Today is the second and last day of St Giles Fair here in Oxford. A popular saint in twelfth century England St Giles is the patron of the parish that developed at that time around the northern end of the wide road towards Woodstock and Banbury outside the north gate of the Anglo-Saxon city. As his feast day falls on September 1st it was in past centuries a good time at which to hold a fair to buy and sell as the autumn set in. Many towns held fairs at this season - most famously Winchester - but not many survive. In Oxford it still does.

Here St Giles' Fair is very much part of the life of the city, but not especially of the University, which is not up at this time of year. Oxford, happily, has not, like my home town of Pontefract did in the interwar years, exiled such a fair to waste ground away from the centre but gives up the whole of St Giles Street - still the main route into the city centre from the north - over to the Fair on the Sunday, Monday and Tuesday following September 1st.

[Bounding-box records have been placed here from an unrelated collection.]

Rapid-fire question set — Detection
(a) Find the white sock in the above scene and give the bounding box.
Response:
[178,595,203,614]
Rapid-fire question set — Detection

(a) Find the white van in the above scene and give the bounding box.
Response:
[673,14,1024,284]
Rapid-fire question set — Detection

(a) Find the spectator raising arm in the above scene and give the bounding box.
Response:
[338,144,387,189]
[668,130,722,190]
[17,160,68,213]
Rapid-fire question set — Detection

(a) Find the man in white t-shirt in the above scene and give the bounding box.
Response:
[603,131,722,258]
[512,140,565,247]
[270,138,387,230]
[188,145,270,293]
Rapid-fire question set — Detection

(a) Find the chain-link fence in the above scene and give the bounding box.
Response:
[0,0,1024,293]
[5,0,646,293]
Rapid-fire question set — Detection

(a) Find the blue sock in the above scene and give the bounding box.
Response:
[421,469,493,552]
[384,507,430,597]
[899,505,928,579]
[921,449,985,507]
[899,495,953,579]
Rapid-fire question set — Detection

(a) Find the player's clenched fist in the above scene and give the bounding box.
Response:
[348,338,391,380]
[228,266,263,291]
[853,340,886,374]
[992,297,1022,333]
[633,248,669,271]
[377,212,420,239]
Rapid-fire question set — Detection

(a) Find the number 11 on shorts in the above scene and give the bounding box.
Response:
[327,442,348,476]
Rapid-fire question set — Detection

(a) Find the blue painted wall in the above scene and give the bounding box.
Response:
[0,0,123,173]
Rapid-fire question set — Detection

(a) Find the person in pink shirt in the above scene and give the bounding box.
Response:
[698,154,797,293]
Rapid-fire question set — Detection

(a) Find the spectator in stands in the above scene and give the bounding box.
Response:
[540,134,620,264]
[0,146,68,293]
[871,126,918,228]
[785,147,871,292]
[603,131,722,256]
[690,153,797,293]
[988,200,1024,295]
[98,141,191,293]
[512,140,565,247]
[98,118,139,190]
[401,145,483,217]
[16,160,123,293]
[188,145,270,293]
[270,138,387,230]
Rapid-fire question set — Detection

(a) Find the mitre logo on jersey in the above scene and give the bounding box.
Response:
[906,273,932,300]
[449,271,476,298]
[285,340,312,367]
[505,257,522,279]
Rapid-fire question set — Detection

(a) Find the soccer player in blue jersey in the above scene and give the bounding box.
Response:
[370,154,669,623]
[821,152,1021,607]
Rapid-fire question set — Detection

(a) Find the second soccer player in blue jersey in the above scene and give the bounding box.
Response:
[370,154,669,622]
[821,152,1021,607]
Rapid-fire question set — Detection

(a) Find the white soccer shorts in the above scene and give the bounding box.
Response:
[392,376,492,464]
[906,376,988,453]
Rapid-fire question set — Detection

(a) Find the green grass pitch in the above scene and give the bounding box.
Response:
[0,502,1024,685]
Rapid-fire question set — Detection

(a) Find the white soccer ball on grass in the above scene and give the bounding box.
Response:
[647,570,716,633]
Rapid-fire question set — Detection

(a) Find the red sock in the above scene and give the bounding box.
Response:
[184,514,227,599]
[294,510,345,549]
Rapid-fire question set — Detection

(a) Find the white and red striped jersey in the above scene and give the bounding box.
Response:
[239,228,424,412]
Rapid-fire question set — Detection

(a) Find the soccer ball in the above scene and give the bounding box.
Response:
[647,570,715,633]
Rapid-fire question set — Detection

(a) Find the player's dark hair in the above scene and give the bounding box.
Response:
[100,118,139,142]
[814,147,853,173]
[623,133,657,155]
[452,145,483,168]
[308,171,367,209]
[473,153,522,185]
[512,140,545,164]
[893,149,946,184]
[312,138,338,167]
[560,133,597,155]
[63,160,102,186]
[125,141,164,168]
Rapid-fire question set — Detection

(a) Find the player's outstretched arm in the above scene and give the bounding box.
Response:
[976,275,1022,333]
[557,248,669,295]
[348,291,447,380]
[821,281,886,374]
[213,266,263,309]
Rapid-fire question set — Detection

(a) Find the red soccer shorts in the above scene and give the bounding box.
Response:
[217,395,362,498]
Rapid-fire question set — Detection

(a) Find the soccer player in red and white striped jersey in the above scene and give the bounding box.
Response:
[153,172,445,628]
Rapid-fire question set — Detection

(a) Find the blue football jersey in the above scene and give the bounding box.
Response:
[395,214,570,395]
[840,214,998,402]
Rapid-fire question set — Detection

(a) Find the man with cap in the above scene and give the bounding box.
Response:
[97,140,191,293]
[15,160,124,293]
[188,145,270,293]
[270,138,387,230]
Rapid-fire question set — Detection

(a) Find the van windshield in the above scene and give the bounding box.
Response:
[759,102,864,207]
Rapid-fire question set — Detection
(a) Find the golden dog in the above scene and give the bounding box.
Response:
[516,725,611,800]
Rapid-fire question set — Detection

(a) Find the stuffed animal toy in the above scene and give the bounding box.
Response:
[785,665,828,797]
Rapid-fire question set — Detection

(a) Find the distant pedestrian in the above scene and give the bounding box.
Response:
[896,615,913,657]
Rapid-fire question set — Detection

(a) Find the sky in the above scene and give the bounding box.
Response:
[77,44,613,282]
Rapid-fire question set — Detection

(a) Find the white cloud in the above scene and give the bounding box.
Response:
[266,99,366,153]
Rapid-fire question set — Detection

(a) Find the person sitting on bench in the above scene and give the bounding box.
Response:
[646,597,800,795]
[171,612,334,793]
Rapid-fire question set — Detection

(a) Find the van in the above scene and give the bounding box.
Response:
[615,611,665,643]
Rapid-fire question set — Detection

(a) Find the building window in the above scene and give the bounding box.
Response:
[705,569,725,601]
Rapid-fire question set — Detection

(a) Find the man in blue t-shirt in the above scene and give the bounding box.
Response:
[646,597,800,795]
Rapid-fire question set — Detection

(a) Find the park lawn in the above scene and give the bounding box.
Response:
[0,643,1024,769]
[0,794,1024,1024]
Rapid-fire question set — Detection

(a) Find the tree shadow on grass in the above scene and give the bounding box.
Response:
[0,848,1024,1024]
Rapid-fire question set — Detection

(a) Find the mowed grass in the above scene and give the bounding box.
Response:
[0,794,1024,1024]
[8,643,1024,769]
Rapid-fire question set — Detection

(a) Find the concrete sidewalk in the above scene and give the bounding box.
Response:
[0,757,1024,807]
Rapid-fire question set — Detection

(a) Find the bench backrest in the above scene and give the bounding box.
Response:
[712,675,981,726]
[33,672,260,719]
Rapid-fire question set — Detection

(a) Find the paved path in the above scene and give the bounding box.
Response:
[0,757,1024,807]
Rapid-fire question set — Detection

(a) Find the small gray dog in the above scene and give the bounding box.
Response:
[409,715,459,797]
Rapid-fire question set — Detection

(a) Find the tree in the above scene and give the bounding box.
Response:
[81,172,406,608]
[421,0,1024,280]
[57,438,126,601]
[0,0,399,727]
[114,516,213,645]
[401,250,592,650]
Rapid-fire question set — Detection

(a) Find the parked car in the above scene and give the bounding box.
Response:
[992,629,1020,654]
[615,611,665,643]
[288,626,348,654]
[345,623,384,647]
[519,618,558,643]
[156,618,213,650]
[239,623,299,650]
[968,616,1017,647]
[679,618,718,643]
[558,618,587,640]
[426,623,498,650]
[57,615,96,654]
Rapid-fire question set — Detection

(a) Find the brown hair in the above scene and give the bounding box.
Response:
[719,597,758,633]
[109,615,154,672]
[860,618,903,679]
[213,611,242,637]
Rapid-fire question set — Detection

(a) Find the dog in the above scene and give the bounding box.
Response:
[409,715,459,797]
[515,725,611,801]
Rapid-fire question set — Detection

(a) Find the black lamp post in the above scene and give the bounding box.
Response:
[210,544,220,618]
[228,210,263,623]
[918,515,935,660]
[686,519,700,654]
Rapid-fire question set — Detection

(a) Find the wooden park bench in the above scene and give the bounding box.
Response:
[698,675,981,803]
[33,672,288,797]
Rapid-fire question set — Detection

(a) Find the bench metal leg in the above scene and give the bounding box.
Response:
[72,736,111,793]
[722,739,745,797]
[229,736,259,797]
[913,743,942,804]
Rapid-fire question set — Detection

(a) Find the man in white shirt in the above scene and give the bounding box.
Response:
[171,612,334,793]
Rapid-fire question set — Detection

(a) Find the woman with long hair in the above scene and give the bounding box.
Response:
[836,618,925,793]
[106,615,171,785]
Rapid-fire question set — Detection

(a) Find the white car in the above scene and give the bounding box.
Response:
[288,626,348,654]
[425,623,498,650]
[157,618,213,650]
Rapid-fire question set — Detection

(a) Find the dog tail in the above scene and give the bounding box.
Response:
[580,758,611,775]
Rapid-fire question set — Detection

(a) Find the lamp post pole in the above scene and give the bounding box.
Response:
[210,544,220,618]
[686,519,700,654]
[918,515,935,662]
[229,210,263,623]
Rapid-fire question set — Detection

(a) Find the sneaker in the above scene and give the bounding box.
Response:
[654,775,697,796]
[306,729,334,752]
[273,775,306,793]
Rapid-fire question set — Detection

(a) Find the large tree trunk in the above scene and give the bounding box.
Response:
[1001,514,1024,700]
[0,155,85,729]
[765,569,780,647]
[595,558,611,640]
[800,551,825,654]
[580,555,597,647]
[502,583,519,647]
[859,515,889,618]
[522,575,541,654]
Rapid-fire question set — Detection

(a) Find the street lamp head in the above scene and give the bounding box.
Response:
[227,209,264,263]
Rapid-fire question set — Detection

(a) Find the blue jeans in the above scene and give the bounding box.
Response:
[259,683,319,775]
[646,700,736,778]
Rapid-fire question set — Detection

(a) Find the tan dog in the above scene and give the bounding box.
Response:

Picking one's way through a wide rage of ever more spectacular, noisy, flashing, and not infrequently, frankly terrifying, rides and sideshows, not to mention the pervasive smell of the cooking of burgers and hot dogs, gives a new quality to walking to and from Mass on these days. What St Giles - a hermit and then an abbot - would make of it is open for speculation, but it is, nevertheless, and even if the people attending never give him a thought, a celebration of him.

To my mind, what is also good about it, firstly, is that it is a living tradition - loud and
vulgar it may be, but it reasserts a popular way of letting off steam and enjoying oneself. Last nights drizzle and rain did not appear to be damping that.

Secondly, it is really heartening to see so many families there - fathers and mothers taking their children to the fair, rather as I was fifty years ago. The fair may be garish and dressed up in the latest modern fashion, but at heart it is as it was fifty or a hundred years ago. In a simple and unsophisticated way it reasserts popular family values, and long may it do so.